The Mountaineers are in Las Vegas tonight for the first of two back to back games as part of the Las Vegas Invitational. The LVI bills itself as a "tournament," but it's not. The 'Eers are slated to face Missouri State tonight, and the No. 7-ranked Baylor Bears tomorrow, regardless of the outcome of other games. What are the odds that WVU plays two straight games against teams called "The Bears"? I don't know, but I bet there's money to be won in Vegas if you can find a way to bet on it. Here's what will be key tonight for the Mountaineers:
- Can Truck bounce back? After being absolutely awesome two weeks ago against Miami, Truck Bryant has struggled to find his shot. Back-to-back 4-for-12 outings aren't going to cut it for a player who is counted on to contribute heavily to WVU's point total. As frustrating as it is to Mountaineer fans, as goes Truck, goes this team. He has to be able to put the ball in the hole, but he can't turn the ball over either in the traditional manner or via ill advised shots. Truck needs to stop playing like he's played his entire career at WVU and start playing like a player who understands he controls his team's destiny.
- Can the freshmen reign in Weems? Kevin Jones aside, the WVU's forwards have had some issues so far this season.
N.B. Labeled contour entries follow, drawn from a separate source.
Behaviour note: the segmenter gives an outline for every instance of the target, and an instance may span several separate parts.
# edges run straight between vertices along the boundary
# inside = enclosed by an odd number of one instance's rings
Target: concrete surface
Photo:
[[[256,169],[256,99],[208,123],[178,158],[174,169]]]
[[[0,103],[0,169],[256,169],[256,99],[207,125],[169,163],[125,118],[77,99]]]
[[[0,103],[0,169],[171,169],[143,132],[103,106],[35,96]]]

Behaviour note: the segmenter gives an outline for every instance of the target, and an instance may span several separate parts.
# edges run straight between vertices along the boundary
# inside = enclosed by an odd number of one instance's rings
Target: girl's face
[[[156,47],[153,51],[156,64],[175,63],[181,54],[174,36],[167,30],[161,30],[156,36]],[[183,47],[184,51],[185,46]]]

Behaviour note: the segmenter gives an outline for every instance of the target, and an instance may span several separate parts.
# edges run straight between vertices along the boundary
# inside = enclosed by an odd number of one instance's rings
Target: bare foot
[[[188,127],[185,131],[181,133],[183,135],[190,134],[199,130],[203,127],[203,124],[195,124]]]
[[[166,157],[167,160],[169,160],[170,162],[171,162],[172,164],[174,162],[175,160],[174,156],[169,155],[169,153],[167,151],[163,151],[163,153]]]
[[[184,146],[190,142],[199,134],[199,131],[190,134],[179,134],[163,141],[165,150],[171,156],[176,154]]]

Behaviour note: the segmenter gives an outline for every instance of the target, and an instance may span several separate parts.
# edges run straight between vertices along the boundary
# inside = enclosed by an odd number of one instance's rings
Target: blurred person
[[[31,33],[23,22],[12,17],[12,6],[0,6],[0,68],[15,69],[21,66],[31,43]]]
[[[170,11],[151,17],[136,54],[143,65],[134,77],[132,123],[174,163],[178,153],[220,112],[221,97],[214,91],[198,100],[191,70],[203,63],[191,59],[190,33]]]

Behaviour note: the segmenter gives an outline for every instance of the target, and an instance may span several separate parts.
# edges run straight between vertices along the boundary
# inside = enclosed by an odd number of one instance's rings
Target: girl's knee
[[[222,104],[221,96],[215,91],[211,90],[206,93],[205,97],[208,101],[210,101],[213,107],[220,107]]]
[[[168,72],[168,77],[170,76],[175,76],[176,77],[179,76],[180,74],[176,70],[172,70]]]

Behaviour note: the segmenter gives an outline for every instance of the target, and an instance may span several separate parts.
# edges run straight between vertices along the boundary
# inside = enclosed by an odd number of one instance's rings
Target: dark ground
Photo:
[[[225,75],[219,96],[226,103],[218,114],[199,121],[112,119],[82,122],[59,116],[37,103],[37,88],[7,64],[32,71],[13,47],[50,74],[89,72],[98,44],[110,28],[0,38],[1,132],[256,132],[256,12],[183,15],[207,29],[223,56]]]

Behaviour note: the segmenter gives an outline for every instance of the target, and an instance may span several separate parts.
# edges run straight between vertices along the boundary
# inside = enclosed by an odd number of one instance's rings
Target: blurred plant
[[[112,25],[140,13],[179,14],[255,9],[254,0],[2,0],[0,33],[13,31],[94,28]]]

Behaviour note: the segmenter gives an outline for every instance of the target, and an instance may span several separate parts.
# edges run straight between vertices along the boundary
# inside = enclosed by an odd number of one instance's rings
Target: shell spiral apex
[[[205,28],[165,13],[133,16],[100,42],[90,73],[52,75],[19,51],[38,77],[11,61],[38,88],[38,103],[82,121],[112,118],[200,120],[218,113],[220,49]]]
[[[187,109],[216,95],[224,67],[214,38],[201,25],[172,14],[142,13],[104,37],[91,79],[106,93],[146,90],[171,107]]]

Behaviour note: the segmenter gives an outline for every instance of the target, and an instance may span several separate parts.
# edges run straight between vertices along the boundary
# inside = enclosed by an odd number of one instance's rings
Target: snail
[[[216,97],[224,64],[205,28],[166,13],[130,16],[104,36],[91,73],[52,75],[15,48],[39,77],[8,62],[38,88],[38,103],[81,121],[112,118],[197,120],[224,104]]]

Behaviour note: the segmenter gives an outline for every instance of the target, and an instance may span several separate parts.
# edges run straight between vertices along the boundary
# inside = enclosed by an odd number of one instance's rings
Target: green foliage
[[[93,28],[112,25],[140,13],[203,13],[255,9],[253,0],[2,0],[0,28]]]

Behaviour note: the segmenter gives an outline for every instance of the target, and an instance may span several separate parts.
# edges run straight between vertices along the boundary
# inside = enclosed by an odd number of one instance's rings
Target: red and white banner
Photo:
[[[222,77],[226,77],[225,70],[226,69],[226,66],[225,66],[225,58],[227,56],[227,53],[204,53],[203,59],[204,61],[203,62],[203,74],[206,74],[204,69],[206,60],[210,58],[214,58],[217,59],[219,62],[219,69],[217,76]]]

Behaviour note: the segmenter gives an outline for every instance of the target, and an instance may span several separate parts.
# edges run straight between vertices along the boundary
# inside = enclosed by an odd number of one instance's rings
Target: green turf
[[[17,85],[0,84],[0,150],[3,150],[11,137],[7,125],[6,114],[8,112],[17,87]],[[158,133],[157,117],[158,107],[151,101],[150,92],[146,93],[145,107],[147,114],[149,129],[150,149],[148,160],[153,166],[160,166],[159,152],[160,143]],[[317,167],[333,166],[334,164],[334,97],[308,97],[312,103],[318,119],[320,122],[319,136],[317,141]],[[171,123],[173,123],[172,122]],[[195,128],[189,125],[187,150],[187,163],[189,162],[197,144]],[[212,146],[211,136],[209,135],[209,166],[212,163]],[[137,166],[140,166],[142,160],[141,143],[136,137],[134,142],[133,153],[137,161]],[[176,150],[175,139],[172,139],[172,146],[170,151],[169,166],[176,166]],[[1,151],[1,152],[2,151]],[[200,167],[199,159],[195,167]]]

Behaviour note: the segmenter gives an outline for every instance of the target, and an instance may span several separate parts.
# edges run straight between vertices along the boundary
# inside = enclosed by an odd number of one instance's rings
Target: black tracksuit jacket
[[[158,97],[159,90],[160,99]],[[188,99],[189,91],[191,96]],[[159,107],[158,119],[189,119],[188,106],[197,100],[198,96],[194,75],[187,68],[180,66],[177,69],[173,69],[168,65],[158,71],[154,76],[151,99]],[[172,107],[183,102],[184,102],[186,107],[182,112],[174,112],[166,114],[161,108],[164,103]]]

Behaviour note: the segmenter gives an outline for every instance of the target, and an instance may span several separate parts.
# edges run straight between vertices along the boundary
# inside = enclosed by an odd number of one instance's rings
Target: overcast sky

Missouri State is led by 6-foot-6 swingman Kyle Weems, a rangy and athletic forward who is as good on the boards as he is on the wing. WVU will have a tough time matching up with Weems, and he will probably be the responsibility of freshmen Keaton Miles and Aaron Brown. If the young Mountaineers can keep MSU's senior in check, they should be able to stifle the Bears with their pressure man to man defense. If they can't, Weems could find himself the recipient of more than a few easy put-backs, as WVU has had a hard time boxing out so far this season.
- Can the Turk continue the offensive aggression? It seems to me that sometimes junior forward Deniz Kilicli forgets how big he is and forgets that once he gets the ball in the post, he can will it into the basket. Kilicli is not the best freelancer on the team and generally has trouble creating his own shot, which is why the WVU offensive plan must be to feed him early and often. This has two desired effects. First, it gets Kilicli rolling early, something he's had trouble with. Second, it takes a bit of the pressure off of Kevin Jones who draws the bulk of the opposing defense's attention. Kilicli has to get aggressive himself, and not worrying about picking up a couple offensive fouls in the process.